Na gestão em saúde, existem perigos adicionais e aumenta-se a responsabilidade e o cuidado na escolha dos indicadores. Um comportamento inadequado nesse sentido pode não apenas ser danoso à organização, ou afetar a satisfação dos clientes, mas ter impacto negativo na saúde e bem-estar destes. Como os exemplos anteriores bem mostram; atrasos na liberação de exames podem retardar um diagnóstico ou agravar um prognóstico, enquanto o impacto nos clientes do call center é “apenas” o tempo perdido e o inconveniente.
Um dos indicadores da Agência Nacional de Saúde Suplementar (ANS) utilizados para avaliação de Centros de Terapia Intensiva é a “Taxa de densidade de incidência de infecção de corrente sanguínea associada a cateter venoso central”. Sabe-se que a qualidade da assistência a pacientes em uso de cateter venoso central (CVC) está relacionada ao risco de infecção. Esse indicador pode ser calculado dividindo-se o número de casos novos de infecção de corrente sanguínea, em pacientes em uso de CVC, pelo número de CVC por dia no período. Multiplica-se o valor encontrado por 1.000 e temos o indicador desejado. Apesar de útil, existe uma armadilha na adoção desse indicador. A tentativa de cumprir essa meta pode levar a uma busca ativa inadequada de infecção, um estímulo à troca precoce do sítio do CVC, submetendo, muitas vezes, o paciente a procedimentos desnecessários, riscos adicionais e, ainda, onerando o sistema de saúde.
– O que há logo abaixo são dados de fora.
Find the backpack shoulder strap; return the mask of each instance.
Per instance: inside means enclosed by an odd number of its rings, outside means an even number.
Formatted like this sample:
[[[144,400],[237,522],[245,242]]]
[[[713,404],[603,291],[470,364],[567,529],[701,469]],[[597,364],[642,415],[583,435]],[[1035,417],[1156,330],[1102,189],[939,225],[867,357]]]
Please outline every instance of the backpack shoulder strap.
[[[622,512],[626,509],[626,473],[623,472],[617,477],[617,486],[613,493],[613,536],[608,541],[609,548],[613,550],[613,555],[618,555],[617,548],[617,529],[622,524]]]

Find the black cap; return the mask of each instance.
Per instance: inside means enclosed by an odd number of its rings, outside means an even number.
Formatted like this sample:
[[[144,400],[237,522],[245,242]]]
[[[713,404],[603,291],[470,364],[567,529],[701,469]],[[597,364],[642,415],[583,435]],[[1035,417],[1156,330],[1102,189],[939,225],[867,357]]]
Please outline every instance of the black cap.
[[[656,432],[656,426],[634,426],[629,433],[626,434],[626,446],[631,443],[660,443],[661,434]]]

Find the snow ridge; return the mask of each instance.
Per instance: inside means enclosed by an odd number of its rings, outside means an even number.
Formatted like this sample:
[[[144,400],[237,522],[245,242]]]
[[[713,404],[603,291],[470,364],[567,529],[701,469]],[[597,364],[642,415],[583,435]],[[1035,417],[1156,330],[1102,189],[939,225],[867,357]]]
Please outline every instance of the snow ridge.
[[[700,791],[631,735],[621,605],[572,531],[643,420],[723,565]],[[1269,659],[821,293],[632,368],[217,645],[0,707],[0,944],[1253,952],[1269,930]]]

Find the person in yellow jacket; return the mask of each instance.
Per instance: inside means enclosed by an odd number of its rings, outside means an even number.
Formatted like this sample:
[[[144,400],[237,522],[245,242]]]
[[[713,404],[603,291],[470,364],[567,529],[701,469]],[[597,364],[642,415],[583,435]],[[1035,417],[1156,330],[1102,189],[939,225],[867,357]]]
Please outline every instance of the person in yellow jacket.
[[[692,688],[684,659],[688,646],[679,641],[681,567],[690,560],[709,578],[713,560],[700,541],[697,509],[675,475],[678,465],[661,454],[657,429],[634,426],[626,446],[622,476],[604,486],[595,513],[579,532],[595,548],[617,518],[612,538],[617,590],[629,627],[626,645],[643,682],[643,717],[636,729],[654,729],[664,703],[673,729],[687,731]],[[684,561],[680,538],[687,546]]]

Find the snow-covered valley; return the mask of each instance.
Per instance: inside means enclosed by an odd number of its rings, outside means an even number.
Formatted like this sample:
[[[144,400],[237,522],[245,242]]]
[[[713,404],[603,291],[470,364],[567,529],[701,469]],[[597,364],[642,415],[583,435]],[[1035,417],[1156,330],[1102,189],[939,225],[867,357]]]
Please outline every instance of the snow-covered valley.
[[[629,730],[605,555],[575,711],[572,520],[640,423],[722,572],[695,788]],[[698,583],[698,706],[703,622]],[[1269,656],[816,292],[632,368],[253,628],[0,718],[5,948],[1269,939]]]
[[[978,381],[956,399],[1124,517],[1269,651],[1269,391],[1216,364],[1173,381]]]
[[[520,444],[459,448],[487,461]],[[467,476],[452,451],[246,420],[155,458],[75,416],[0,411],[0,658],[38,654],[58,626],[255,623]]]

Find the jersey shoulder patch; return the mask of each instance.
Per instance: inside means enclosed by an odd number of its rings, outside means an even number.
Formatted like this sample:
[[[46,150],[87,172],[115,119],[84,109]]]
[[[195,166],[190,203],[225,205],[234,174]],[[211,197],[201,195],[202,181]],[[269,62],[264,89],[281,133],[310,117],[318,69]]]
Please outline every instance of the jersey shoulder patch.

Existem outros exemplos na saúde, como no setor de transplante renal, onde há uma tendência à valorização, de forma velada, do número de transplantes como indicativo de sucesso. Outros indicadores como sobrevida do paciente ou do enxerto renal são, por vezes, preteridos - talvez por sua maior complexidade. Essa inversão de valores deve acender um alerta na sociedade e pode representar um estímulo para um processo de seleção de doadores menos rigoroso. Autoridades e órgãos reguladores devem ficar atentos para que não haja riscos adicionais a pacientes e incentivar a valorização da sobrevida como principal indicador de desempenho do setor.
Indicadores de desempenho são importantes, mas sua adoção deve ser precedida sempre por uma análise crítica de suas possíveis implicações e influência no comportamento dos colaboradores, além de uma avaliação periódica de seus efeitos na organização. A missão e a razão de existir da organização, muitas vezes, vai além das metas estabelecidas por índices, taxas e indicadores. Afinal, “nem tudo que conta, pode ser contado, e nem tudo que pode ser contado, realmente conta”.